Una via di fuga per il collegamento del quartiere Ferriero col piazzale San Vito. E’ il contenuto della richiesta di finanziamento trasmessa questa mattina dal sindaco Giuseppe Nicastro alla presidenza della Regione Siciliana, al Dipartimento regionale di Protezione civile, nonché agli assessorati regionali ai Lavori pubblici e al Territorio ed ambiente. L’importo occorrente per la realizzazione dell’opera è stato stimato in 1 milione e mezzo di euro e ne viene richiesto l’inserimento nei programmi di finanziamento dell’assessorato alla Presidenza al fine di dotare il centro montano di una idonea via di fuga per gli abitanti di via Ferriero che, diversamente, in caso di sisma o altra calamità naturale che imponga un veloce abbandono delle residenze, saranno destinati a subire pesanti ripercussioni a causa della inadeguatezza della rete stradale esistente.
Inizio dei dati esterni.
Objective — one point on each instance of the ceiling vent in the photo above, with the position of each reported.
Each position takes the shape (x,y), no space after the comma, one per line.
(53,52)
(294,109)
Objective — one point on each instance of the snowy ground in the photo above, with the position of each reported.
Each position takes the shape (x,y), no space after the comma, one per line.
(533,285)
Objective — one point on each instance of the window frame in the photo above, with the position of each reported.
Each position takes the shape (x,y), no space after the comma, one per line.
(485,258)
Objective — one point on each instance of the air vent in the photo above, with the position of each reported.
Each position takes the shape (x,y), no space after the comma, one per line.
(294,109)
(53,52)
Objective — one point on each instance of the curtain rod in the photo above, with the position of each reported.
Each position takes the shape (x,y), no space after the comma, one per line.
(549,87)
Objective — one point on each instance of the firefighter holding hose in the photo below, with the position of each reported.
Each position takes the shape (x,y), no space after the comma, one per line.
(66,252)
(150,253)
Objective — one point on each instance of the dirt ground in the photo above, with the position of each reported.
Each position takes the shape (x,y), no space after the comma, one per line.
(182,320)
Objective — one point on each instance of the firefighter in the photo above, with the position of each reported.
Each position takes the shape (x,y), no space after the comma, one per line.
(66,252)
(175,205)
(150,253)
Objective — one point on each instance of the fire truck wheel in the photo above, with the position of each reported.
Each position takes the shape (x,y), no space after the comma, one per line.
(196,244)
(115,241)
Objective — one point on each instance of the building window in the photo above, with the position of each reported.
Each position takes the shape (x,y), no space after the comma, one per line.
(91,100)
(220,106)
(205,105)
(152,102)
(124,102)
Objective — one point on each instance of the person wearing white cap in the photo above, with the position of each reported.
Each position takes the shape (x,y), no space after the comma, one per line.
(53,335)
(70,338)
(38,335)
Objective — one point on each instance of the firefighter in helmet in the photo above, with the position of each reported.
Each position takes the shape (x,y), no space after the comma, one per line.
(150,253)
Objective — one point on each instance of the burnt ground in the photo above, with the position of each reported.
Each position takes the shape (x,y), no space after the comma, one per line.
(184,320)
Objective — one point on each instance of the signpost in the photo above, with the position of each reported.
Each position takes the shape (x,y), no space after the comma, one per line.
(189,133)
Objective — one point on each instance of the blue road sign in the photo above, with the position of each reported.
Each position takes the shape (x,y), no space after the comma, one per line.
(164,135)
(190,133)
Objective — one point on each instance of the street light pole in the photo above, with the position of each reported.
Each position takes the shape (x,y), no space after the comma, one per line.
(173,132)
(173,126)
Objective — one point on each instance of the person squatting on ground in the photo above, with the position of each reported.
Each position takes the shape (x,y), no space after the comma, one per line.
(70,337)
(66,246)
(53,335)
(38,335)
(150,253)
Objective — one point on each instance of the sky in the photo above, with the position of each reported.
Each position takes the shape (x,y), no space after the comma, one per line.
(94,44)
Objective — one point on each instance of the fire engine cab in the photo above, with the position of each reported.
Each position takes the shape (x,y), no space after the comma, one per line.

“Il quartiere – spiega il sindaco nel documento – è densamente popolato ma presenta il neo di essere privo di una strada di collegamento di agevole percorrenza con le arterie di uscita ed entrata al comune. Infatti, la via Michelangelo, unica via di accesso al quartiere, possiede una larghezza stradale di appena quattro metri e su di essa grava il transito in entrata e in uscita di tutti gli abitanti del quartiere. Chiaramonte ricade in zona sismica e quindi l’inadeguatezza della via Michelangelo costituisce un insormontabile ostacolo per l’evacuazione della cittadinanza residente nel popoloso quartiere Ferriero in caso di sisma o di altra calamità naturale che imponga lo sfollamento dei cittadini o l’invio dei soccorsi”.
Per tale ragione, al fine di rendere agevoli le operazioni sopra elencate, l’Amministrazione ha realizzato uno studio di fattibilità relativo alla redazione di una strada di collegamento tra il quartiere Ferriero e il piazzale San Vito, grande spazio aperto direttamente collegato, tramite la via Gaetano Martino, alla strada provinciale 7 Comiso-Chiaramonte Gulfi, ampia arteria che a sua volta collega il comune con il principale sistema viario e gli altri comuni della provincia.